Une autre astuce est parfois de masquer un artéfact par un détail. Nous aborderons cet aspect très en détail un peu plus loin.

La ligne horizontale est légèrement en pente et décroche 3 fois. Un premier artéfact est visible sur la gauche, les 2 autres sont cachés ou camouflés par un autre élément.

2- Exemple sur une fonte PC

Sur les PC, notamment sous Windows, les polices de caractères sont affichées à l'écran selon des algorithme exploitant ce "hinting". Cela permet par exemple d'avoir des écarts constants entre les jambes d'un "m" ou d'avoir les lettres de forme absolument identiques où qu'elles soient affichées sur l'écran. On gagne ainsi en lisibilité des caractères, sans avoir à utiliser l'antialiasing, coûteux en couleurs.

Voici 2 représentations de la fonte Times sur PC.

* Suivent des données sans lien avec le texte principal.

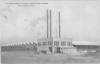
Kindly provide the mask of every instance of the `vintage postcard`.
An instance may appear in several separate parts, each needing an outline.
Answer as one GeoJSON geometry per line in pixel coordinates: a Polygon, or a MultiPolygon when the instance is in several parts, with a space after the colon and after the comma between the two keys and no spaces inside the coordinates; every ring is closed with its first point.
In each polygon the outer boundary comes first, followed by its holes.
{"type": "Polygon", "coordinates": [[[0,0],[1,64],[100,64],[99,0],[0,0]]]}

La 1ère est écrite avec Word, utilisant un algorithme de hinting.

La 2nde n'utilise pas cet algorithme et est un transfert à partir de "l'image du texte" tel qu'on aurait pu le scanner par exemple. De nombreux artéfacts apparaissent.


3- Exemples sur ZX Spectrum

Parmi les plus beaux exemples de hinting, on trouve les images CPC transférées des jeux Spectrum de l'époque, ou tout simplement les images réalisées pour Spectrum : leurs contraintes de couleur sont telles qu'ils sont limités au hinting pour améliorer la qualité de leurs images (à quelques rares exceptions près). Quelques jeux en mode 1 s'en tirent bien aussi sur CPC, par le biais de cette technique. Cela permet notamment d'avoir une image plus colorée par l'économie d'antialiasing.

Regardez mieux :

- Les lunettes sont détourées de blanc puis de noir, pour mieux détacher leur différence de matière.

- L'épaule est négociée par des sortes de "paraboles".

- La masse de cheveux est représentée en noir pour éviter la confusion des formes avec le visage.

- Les pupilles entièrement cerclées de blanc permettent de détacher les yeux, pourtant coincés entre les cheveux et les lunettes.

- Un simple pixel à chaque doigt permet de rendre les phalanges de la main qui tient les lunettes.

Voici l'image telle qu'elle est dans le jeu (abstraction faite des couleurs). Elle est identique à la version ZX Spectrum. On voit bien comment a été traduite en pixels l'image de droite. Ci-dessus l'image originale (traitée pour renforcer les contours), dessinée par Juan Gimenez (couverture d'Amstar n°34). Cet original ne se superpose pas tout à fait à la version de gauche. Exemple sur le jeu
Toi Acid Game



4- Problèmes des transferts (exemple)

Il n'existe pas à ma connaissance de logiciels permettant de transférer une image et utilisant cette technique de façon automatique. Cela pourrait exister si on se posait correctement le problème. Il faudrait que le logiciel puisse déformer l'image de façon à la géométriser selon les contraintes de la résolution employée. Plus généralement, c'est après avoir transféré une image que l'on procède à des retouches zone après zone de l'image. Ainsi, on repère les artéfacts et on modifie les traits de l'image afin de les faire disparaître selon les astuces vues ici. Ce travail est généralement long, mais absolument indispensable.

Image d'origine.
Image transférée. En rouge les flèches montrent des artéfacts.
Image retouchée. Les artéfacts dûs au transferts sont gommés.

Le "hinting" est donc le moyen de base d'améliorer une image, il est la condition à respecter pour qu'un trait soit cohérent et lisible lorsque l'on est en prise avec les contraintes des pixels.

Toutes les techniques et enseignements qui seront dans les pages suivantes ne peuvent s'affranchir de cet axiome du dessin au pixel. Il est la principale raison de retoucher les images transférées, et il est responsable de presque tous les défauts observables sur les dessins imparfaits. Les autres ficelles du graphisme à de si basses résolutions ne parviennent pas à s'affranchir de ce fondement graphique.